Robert Lutsy, 43, is serving a sentence on home confinement after pleading guilty to the charges this summer. As part of the plea agreement with the state, prosecutors said he was not to have access to the Internet through any computer or device.
How far-reaching that "access" goes was a point up for debate before Kanawha Circuit Court Judge Charles King on Monday.
Assistant Prosecutor Erica Lord said it means no one in his home can have computers or devices, either. But she said Lutsy's wife and 19-year-old son had iPhones.
Lord said, "They were all instructed that no one was to have a device with Internet access. Home confinement went out and obtained the phones.
"On the son's phone, pornographic websites had been visited," she said. "There's no way of knowing who accessed those."

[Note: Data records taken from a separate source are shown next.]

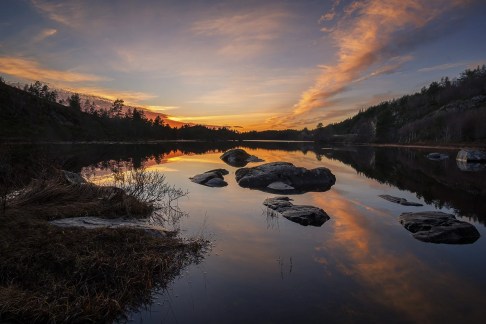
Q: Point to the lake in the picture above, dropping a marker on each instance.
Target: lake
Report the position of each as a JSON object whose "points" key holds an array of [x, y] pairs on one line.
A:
{"points": [[360, 266]]}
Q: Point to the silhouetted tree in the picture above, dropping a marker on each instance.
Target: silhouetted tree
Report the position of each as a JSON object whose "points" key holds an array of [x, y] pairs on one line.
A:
{"points": [[75, 101]]}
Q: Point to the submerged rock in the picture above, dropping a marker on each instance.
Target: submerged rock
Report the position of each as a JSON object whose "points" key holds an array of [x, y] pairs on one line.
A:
{"points": [[470, 155], [212, 178], [283, 176], [73, 178], [95, 222], [279, 185], [304, 215], [438, 227], [471, 160], [401, 201], [238, 158], [470, 167], [437, 156]]}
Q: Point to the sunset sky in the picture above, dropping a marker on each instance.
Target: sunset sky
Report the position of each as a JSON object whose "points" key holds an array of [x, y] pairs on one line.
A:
{"points": [[255, 64]]}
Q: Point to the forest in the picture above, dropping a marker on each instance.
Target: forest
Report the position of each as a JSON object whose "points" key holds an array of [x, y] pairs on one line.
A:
{"points": [[446, 111]]}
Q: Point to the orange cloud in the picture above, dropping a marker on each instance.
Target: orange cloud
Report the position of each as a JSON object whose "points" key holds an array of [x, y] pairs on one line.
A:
{"points": [[130, 97], [365, 35], [31, 70]]}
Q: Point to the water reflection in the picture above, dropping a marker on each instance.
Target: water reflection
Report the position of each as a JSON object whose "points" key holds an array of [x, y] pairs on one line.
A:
{"points": [[360, 266]]}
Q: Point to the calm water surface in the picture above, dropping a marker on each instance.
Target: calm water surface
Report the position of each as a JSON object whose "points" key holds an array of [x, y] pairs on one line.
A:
{"points": [[361, 266]]}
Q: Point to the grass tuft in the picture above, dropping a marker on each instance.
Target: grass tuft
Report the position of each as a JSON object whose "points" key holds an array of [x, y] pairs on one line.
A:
{"points": [[53, 274]]}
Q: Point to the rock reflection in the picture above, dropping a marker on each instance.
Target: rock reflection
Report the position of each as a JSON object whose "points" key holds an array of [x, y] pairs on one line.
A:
{"points": [[397, 279]]}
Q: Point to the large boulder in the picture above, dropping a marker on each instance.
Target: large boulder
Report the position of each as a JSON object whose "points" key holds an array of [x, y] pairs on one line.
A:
{"points": [[238, 158], [304, 215], [88, 222], [277, 177], [470, 155], [437, 156], [212, 178], [471, 160], [398, 200], [73, 178], [439, 227]]}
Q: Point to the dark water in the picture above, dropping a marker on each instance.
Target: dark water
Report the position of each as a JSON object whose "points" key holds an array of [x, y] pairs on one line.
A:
{"points": [[361, 266]]}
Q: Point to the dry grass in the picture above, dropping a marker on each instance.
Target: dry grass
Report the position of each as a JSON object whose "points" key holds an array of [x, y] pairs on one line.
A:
{"points": [[54, 198], [52, 274]]}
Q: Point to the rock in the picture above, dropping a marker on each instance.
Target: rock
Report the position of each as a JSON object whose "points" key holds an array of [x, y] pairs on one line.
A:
{"points": [[469, 155], [216, 182], [73, 178], [304, 215], [437, 156], [212, 178], [111, 193], [401, 201], [238, 158], [265, 176], [278, 185], [439, 227], [470, 167], [95, 222]]}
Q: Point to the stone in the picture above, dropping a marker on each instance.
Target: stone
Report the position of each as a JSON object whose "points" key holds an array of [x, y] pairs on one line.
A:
{"points": [[279, 185], [439, 227], [96, 222], [73, 178], [212, 178], [437, 156], [301, 214], [470, 167], [264, 177], [238, 158], [401, 201], [470, 155]]}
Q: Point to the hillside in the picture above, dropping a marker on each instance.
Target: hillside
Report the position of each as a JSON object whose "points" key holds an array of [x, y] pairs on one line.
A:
{"points": [[448, 111], [33, 115], [24, 116]]}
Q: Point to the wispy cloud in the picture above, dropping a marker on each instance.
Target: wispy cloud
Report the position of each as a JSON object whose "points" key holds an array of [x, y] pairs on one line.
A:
{"points": [[63, 12], [243, 34], [32, 70], [161, 108], [130, 97], [442, 67], [369, 34], [45, 33]]}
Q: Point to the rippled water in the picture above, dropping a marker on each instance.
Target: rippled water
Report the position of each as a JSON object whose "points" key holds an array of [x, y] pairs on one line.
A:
{"points": [[360, 266]]}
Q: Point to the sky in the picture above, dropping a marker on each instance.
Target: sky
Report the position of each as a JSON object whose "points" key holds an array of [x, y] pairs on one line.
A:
{"points": [[252, 64]]}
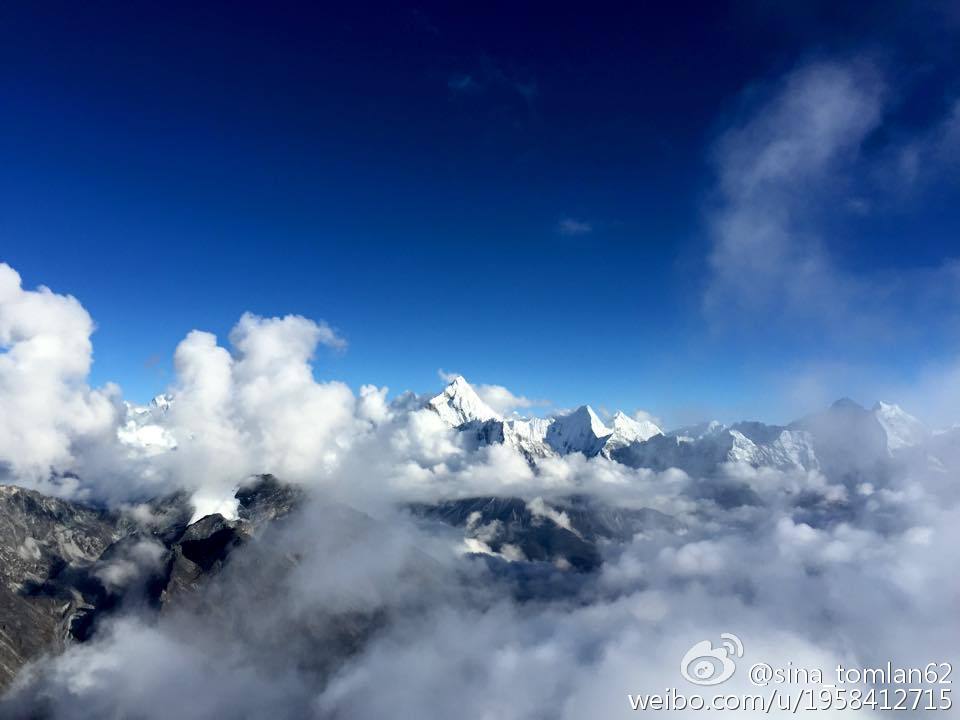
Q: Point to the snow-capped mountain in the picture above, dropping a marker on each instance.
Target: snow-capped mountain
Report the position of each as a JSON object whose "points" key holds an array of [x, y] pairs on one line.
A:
{"points": [[752, 444], [579, 431], [902, 429], [459, 404], [625, 431], [143, 430]]}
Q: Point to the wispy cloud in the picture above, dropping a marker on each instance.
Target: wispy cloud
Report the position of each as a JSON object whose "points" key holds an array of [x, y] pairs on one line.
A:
{"points": [[571, 227], [794, 166]]}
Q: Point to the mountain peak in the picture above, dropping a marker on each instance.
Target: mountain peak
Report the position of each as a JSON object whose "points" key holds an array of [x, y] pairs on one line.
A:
{"points": [[903, 429], [459, 404]]}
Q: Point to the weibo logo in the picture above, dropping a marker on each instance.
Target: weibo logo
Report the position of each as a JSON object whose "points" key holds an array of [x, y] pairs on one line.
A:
{"points": [[705, 664]]}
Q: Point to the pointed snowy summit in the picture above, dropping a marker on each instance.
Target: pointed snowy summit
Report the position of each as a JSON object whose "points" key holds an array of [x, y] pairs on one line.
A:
{"points": [[903, 429], [626, 430], [459, 404], [579, 431]]}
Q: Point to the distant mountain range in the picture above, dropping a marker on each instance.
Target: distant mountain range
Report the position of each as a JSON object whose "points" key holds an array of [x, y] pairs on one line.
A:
{"points": [[64, 567]]}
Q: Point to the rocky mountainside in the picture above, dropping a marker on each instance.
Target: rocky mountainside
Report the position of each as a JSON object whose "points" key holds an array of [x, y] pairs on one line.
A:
{"points": [[64, 566]]}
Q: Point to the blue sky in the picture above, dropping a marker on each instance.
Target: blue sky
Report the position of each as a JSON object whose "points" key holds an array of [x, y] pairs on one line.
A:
{"points": [[535, 197]]}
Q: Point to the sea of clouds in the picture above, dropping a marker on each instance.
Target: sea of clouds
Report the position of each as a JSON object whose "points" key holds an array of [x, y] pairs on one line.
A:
{"points": [[354, 609]]}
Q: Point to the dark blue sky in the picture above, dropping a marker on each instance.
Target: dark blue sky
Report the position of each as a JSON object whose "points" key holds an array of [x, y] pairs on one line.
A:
{"points": [[519, 193]]}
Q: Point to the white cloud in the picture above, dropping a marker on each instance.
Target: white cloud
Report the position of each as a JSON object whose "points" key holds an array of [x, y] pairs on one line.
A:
{"points": [[47, 407], [773, 169]]}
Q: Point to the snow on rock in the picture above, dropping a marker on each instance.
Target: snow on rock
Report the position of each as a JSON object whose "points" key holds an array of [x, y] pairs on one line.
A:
{"points": [[625, 430], [579, 431], [902, 429], [459, 404], [143, 430]]}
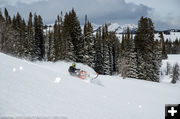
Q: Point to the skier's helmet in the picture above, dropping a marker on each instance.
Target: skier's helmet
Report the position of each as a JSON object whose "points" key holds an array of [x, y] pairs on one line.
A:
{"points": [[73, 65]]}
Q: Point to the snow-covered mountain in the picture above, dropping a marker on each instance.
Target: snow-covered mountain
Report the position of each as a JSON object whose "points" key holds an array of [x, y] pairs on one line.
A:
{"points": [[118, 29], [46, 89]]}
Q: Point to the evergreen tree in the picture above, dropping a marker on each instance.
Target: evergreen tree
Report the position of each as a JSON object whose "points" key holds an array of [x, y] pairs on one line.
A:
{"points": [[76, 35], [106, 55], [164, 53], [30, 39], [69, 53], [176, 73], [38, 37], [147, 55], [88, 45], [98, 53]]}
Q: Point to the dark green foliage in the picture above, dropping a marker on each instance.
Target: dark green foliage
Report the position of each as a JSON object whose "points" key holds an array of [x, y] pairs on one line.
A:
{"points": [[138, 57], [162, 45], [88, 45], [38, 37], [148, 53]]}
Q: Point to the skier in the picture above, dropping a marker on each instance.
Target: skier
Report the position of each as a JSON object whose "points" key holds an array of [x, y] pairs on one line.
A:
{"points": [[72, 69]]}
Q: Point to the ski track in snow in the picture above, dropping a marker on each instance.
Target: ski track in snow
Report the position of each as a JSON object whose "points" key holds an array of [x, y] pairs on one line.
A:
{"points": [[47, 89]]}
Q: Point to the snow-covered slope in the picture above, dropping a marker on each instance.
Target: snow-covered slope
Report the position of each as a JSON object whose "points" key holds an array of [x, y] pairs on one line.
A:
{"points": [[46, 89]]}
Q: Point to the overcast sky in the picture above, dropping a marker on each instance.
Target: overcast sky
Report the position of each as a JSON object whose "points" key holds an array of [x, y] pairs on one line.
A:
{"points": [[164, 13]]}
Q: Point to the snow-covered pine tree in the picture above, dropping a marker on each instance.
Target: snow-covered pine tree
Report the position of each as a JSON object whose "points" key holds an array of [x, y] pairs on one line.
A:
{"points": [[98, 53], [51, 51], [30, 38], [163, 48], [76, 35], [58, 38], [146, 55], [176, 73], [132, 68], [69, 53], [38, 37], [115, 46], [106, 55], [89, 52]]}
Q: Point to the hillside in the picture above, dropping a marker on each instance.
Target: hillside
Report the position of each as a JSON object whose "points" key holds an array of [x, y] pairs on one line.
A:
{"points": [[47, 89]]}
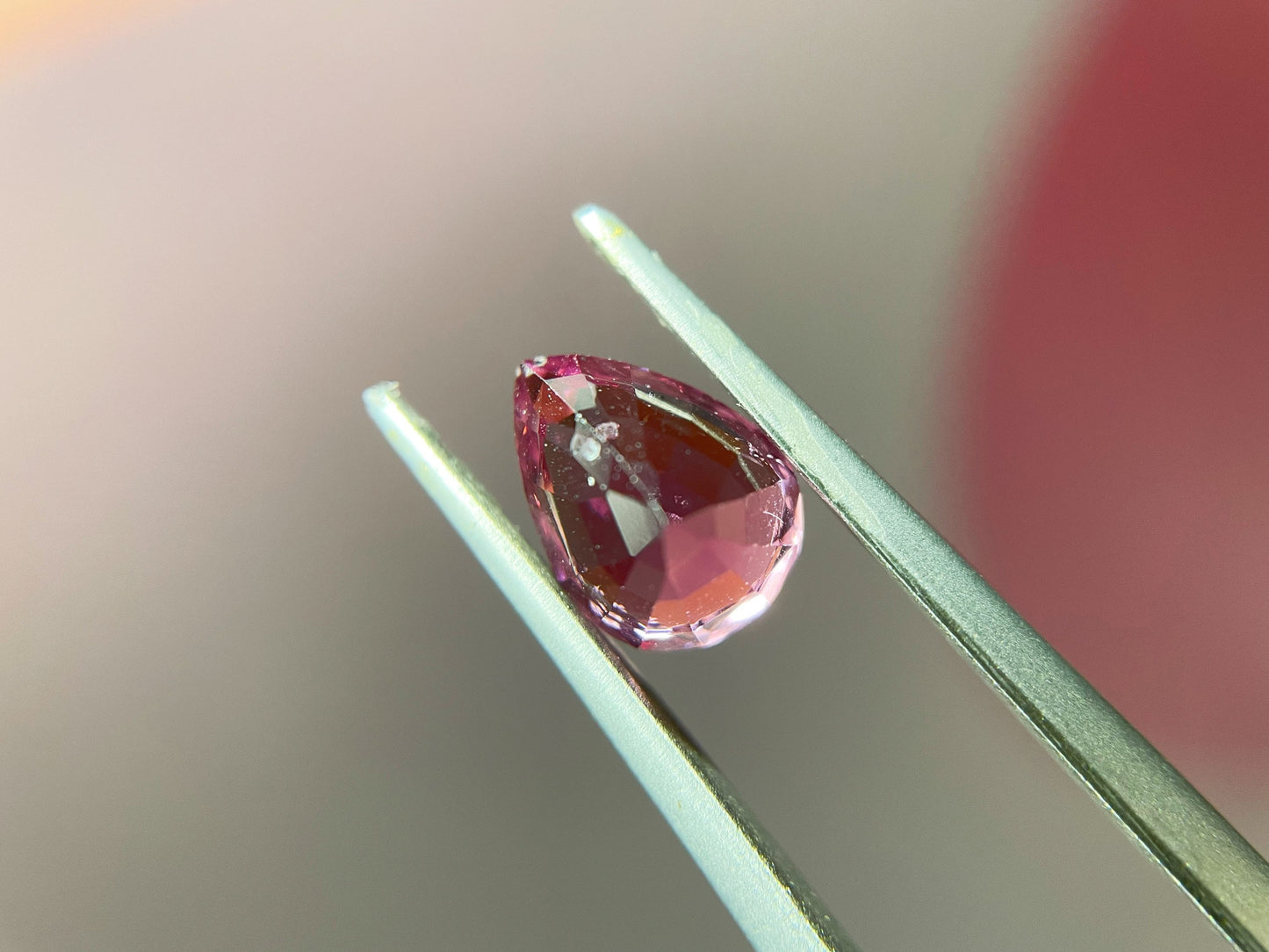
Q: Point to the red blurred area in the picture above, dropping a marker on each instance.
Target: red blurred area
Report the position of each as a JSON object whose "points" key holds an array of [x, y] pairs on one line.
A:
{"points": [[1120, 391]]}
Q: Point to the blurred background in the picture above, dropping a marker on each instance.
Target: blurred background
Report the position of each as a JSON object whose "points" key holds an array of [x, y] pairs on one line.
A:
{"points": [[256, 696]]}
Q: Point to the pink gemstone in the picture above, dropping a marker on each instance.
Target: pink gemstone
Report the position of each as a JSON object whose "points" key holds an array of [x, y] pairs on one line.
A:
{"points": [[669, 519]]}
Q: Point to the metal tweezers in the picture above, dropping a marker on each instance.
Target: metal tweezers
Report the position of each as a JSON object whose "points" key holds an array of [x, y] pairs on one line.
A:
{"points": [[768, 898]]}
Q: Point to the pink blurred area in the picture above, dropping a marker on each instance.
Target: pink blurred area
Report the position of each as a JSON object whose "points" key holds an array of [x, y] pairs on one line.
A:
{"points": [[256, 696], [1120, 393]]}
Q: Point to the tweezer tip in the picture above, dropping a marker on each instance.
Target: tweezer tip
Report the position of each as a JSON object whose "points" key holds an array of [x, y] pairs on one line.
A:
{"points": [[381, 396], [598, 224]]}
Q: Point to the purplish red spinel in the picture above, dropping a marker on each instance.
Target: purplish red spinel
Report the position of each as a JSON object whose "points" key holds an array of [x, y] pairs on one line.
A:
{"points": [[669, 519]]}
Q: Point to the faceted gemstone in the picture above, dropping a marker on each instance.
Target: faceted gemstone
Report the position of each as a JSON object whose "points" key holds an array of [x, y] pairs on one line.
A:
{"points": [[669, 519]]}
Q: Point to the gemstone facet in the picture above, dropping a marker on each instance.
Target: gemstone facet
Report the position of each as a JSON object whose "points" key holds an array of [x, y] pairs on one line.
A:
{"points": [[667, 518]]}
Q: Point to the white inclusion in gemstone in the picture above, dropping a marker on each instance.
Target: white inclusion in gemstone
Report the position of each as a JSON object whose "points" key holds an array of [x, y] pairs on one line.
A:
{"points": [[576, 390], [584, 448], [638, 523]]}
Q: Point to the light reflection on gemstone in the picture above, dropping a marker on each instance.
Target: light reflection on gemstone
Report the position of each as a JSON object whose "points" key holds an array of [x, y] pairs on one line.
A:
{"points": [[667, 518]]}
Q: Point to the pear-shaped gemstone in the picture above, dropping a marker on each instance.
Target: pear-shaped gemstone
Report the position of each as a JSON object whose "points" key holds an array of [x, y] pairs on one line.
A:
{"points": [[667, 518]]}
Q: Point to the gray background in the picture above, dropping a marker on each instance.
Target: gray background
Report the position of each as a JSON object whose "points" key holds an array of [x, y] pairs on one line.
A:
{"points": [[256, 695]]}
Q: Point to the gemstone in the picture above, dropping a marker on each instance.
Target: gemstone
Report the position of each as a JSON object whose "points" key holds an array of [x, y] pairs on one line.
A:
{"points": [[669, 519]]}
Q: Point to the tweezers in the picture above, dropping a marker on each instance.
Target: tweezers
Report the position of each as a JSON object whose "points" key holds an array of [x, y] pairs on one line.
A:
{"points": [[770, 901]]}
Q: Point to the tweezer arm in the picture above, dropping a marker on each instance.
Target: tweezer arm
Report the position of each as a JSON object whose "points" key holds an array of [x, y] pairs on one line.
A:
{"points": [[1207, 857], [767, 897]]}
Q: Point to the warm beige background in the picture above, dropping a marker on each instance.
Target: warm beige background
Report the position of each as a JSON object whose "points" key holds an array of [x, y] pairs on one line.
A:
{"points": [[254, 695]]}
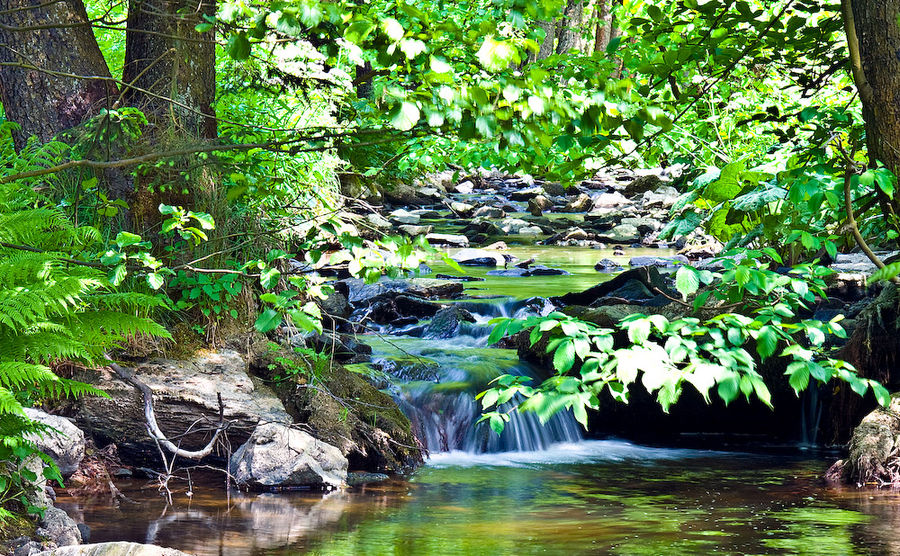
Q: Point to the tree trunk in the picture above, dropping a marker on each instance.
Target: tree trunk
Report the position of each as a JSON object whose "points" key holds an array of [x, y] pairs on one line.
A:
{"points": [[570, 27], [603, 32], [546, 50], [33, 92], [877, 75], [170, 66]]}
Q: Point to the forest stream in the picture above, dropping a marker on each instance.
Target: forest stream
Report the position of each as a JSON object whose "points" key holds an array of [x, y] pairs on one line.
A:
{"points": [[535, 489]]}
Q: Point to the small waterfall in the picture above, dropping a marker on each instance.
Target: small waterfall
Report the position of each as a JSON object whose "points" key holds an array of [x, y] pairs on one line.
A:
{"points": [[437, 380]]}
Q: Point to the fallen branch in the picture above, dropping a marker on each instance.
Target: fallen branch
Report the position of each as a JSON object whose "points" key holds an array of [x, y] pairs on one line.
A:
{"points": [[153, 427]]}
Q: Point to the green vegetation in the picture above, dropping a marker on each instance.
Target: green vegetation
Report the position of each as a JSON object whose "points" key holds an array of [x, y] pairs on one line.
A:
{"points": [[189, 178]]}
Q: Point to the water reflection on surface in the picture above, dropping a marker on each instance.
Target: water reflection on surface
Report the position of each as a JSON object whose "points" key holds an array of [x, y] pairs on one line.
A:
{"points": [[604, 497]]}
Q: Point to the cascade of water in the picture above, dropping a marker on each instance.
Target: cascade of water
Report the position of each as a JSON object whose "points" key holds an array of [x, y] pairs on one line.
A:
{"points": [[442, 406]]}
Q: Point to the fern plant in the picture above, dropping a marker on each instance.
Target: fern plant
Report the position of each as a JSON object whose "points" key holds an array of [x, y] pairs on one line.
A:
{"points": [[56, 304]]}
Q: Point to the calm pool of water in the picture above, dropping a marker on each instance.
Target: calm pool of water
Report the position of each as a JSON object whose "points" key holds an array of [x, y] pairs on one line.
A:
{"points": [[586, 498]]}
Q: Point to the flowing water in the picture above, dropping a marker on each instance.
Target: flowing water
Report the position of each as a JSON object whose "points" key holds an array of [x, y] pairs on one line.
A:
{"points": [[534, 490]]}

"What's your point?" King asked.
"I think they need to be instructed once again," she said. "I don't want those phones returned to the family."
"What if they kept them in their cars?" King asked. "You want me to take them entirely away?"
"The whole point of this agreement was that they were not to have them," Lord said. "They can have other phones that don't have Internet access."
Lutsy was indicted by a grand jury for sexual abuse involving an 11-year-old boy, and during that investigation authorities found that he had 400 images of young boys in various sexual situations on his home computer.
Michael Del Giudice, his attorney, said his neighborhood is "trying to set him up" and sparked the recent check on his family's cellphones.
"They are calling the prosecutor's office and saying, 'He's here, he's there,' " Del Giudice said.
King and the attorneys discussed whether the limitation on family members was included in Lutsy's sentencing order and whether they understood it clearly.
"I want you to revoke his home confinement," Lord said. "But I know you aren't going to do that. It's the state's position that he has violated his home confinement rules.
"I'm asking you to make it clear to them that you all have to abide by the rules," she said.
King said he would confer with Home Confinement Chief Harry Carpenter to determine a final answer.
Del Giudice said Lutsy's wife and son would like their iPhones back but would keep them out of their home.